6 Mart 2011 Pazar

Sınırları Aşan Erkeklik

Tekil olayların yaşanmışlığı bize bütün hakkında genel bir izlenim edinme şansı verir.Bir eylemin meydana gelmeden önceki haliyle,sonuçlanan şeklini takiben gelişen süreçlerde kıssadan hisse bir farkındalığın kisvesi altına gireriz.Peki bu durum(lar), farklı yer ve zamanlarda çeşitli saiklerle gelişen olaylar silsilesinde aynı etkileri ve sonuçları vereceği anlamına mı gelir? Eğer hayır der ve mekansal vb. farklılıkların özgünlüğünden dem vurup benzerliğin mümkün kılınamıyacağı gibi bir sav geliştirebilirsek,kısmen belli bir noktaya kadar savunulabilir tezler ortaya atabiliriz. Veya evet diyip,yaşananların aktörlerinden bağımsız ontolojik bir tıpatıpçılığın olduğunu savunabilir ve işi evrensel ölçütlere bağlıyabiliriz.Bana sorarsanız her iki faktöründe birarada bulunduğu fakat geniş yelpazede yapısal sorun kisvesinde 'tek' bir parçaya büründüğünü söyleyebilirim.

Bunları neden mi anlatıyorum? Son zamanlarda neredeyse sistematikleşen kadın cinayetleri ve arkasında yatan derin toplumsal dönüşümler.Aslında girmek istediğim konu,bugünün vahşeti altında cisimleşen erkekliğin patolojik dili ve o patolojikliğin doğal sonucunu yaratan kadın düşmanlığı.Dolayısıyla yakın zamanda onlarcasına tanık olduğumuz kadın cinayet ve tecavüzlerinin arka planındaki resme odaklanıp,güncel değil ama birkaç yıl öncesinde yaşanan bir haberle bu konu üzerinde düşünmek istiyorum.

18 yaşında bir genç kız şehirlerarası yolculuk esnasında,otobüsün molaya durduğu bir dinlenme tesisinin tuvaletinde doğum yapar ve bebeği bir çöp tenekesine bırakır.Olayın ardından genç kız:Ailesininin kendisini öldüreceğinden korkup bu durumdan kimseye bahsedemediğini söyler.Ne kadar tanıdık dimi?
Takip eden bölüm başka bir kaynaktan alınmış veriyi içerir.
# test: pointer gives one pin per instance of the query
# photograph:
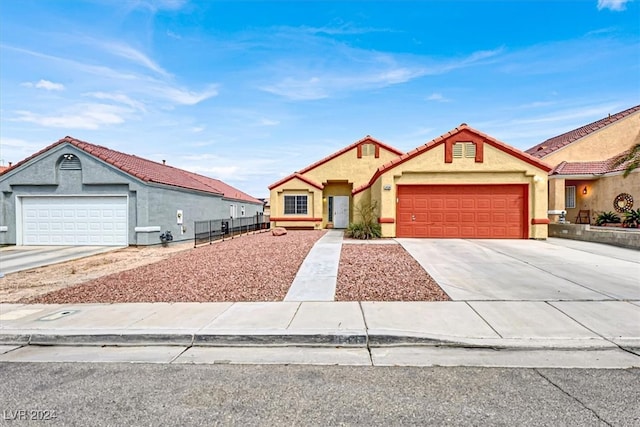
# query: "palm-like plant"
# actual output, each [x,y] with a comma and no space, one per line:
[631,158]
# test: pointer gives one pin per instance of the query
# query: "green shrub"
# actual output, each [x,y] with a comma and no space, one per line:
[607,218]
[367,227]
[632,218]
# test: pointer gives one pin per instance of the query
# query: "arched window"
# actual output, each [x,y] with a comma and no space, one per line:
[70,162]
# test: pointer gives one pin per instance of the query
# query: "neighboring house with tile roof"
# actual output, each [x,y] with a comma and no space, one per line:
[463,184]
[585,176]
[77,193]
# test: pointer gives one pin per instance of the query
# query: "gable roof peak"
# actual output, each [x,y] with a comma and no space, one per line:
[555,143]
[149,171]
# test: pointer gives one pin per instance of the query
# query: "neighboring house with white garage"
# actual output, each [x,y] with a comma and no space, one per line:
[76,193]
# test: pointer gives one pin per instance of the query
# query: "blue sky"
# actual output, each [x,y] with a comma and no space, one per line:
[250,91]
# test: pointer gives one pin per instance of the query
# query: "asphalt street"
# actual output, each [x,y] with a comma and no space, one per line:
[99,394]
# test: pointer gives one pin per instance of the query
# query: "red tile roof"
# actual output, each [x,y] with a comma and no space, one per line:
[366,139]
[440,140]
[552,144]
[149,171]
[590,168]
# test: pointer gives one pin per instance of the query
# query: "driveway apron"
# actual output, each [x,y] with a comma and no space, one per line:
[527,270]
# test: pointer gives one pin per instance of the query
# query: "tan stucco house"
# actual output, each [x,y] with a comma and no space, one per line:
[585,180]
[463,184]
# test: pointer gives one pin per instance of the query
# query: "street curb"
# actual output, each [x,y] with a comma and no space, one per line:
[297,340]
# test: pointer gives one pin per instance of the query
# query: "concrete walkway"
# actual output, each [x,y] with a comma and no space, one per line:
[379,329]
[317,276]
[520,298]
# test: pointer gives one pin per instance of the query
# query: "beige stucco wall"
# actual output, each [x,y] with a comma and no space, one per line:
[600,145]
[296,187]
[603,192]
[498,167]
[339,176]
[349,167]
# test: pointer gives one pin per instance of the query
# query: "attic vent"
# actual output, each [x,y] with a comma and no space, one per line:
[470,150]
[70,162]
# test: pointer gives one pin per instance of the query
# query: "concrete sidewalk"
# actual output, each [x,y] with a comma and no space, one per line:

Benzer olayı ayrıca bir filme de konu olan başka bir coğrafyadan ele alalım.Romanya'da kürtajın yasak olduğu baskıcı Çavuşesku dönemi.Bir genç kız yine benzer korkulardan dolayı yakın çevresiyle paylaşamadığı hamileliğini sona erdirmek için kürtaj yaptırmak ister. Bir başka arkadaşıyla birlikte bulduğu bir doktora yüklüce para ödeyerek bir otelin odasında kürtaj olur.Fakat doktorun para dışında başka istedikleri de vardır.Doktor kadının bedenine sahip olur ve onu kürtajın bedeli olarak gösterir.Kadın, kürtaj sonrasında bebeği tuvalete düşürür ve sifonu üzerine çeker.

Şimdi yazının başına tekrar dönelim.Mekanların ve zamanların derin uçurumla ayrıştığı olayları, gerek arkasındaki toplumsal değişim ve totaliter yapı,gerekse bu yapının üzerinde baştan aşağı kana bulanmış ataerkilliğin kadın düşmanlığı birbirine kenetliyor.Ataerkil ilişkiler ağında;kadının,erkeğin denetim ve kontrolu altında tutulduğu,erkeğin seksüel hazzlarını fetişleştiren bir nesne olarak vücut buluyor.Her daim pasivize edilmesi gerektiği üzerine hem fikir olan erkek iktidar sistemleri, çarksal bir kısırdöngünün
makine işlevini üretiyorlar.Bu çarkın sürekli dönmesiyle kendini üreten,tekrar eden ve hızını alamayıp canavarlaşan erkekliğin dokunulmazlığı,evrensel normları vasıtasıyla kadınlara zulüm ve baskıyı erkekliğin alametifarikası görüyor.Söz konusu Türkiye de Romanya da olsa durum değişmiyor.